ОН МОЛОД, ТАЛАНТЛИВ, УДАЧЛИВ

Передача "Персона"
Павел Макаров

— Что-то в детстве привело к решению стать актером?

— Я мучительно пытаюсь и не могу вспомнить, как все началось. Ведь не было такого момента, когда я решил: "Ага! Не буду милиционером, не буду космонавтом, а буду артистом". Мои родители занимались в самодеятельности, и рассказывали мне в детстве об удивительном времени их жизни, когда папа танцевал в ансамбле песни и пляски, а мама играла почтальоншу в каком-то спектакле на военную тему. Их воспоминания, видимо, повлияли на меня. Я жил в маленьком военном городке Татищево-5 Саратовской области, где все друг друга знают, и все знали, что я буду артистом. Если бы я не поступил, это было бы трагедией для всех. Я всегда чувствовал себя артистом. Я с легкостью поступил в Саратов, а потом и к Табакову, в его театр, где сейчас и работаю.

— Какие качества помогли Вам овладеть профессией?

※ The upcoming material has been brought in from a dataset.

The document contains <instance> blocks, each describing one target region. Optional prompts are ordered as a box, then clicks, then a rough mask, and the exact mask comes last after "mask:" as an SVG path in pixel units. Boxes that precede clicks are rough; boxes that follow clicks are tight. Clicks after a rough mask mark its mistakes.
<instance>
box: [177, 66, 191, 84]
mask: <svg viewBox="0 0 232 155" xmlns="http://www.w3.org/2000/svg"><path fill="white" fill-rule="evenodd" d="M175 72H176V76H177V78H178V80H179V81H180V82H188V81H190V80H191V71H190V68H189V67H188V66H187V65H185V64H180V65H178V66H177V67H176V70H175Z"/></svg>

— Эти качества определены изначально: наличие таланта от Бога и работоспособность. Сейчас время мощной конкуренции, время, когда, очень быстро наступают на пятки. Когда я пришел в Театр Табакова, я был самым молодым на курсе и в его театре. Сейчас есть другие молодые талантливые актеры, и я нашел в себе мужество с легкостью отдавать им роли, которые играл сам. Нужно работать – это единственный способ что-то доказывать и учиться. А еще в нашем деле нужна удача. Есть много талантливых людей, которым не всегда везет. Случай играет в нашем деле важную роль, как это ни печально.

— Ваши родители с детства приучали Вас к книгам, к театру, к музыке?..

— У меня обычная рабочая семья: папа шофер, мама была электромонтажницей, меняла профессии. Меня отдали в музыкальную школу, по классу, который я просто ненавидел – по классу аккордеона, чтобы я играл на свадьбах, а я всю жизнь любил фортепьяно. Так я и воспитывался и чему-то обучался. Но помнить себя я начал с 14 лет, когда поступил в театральное училище.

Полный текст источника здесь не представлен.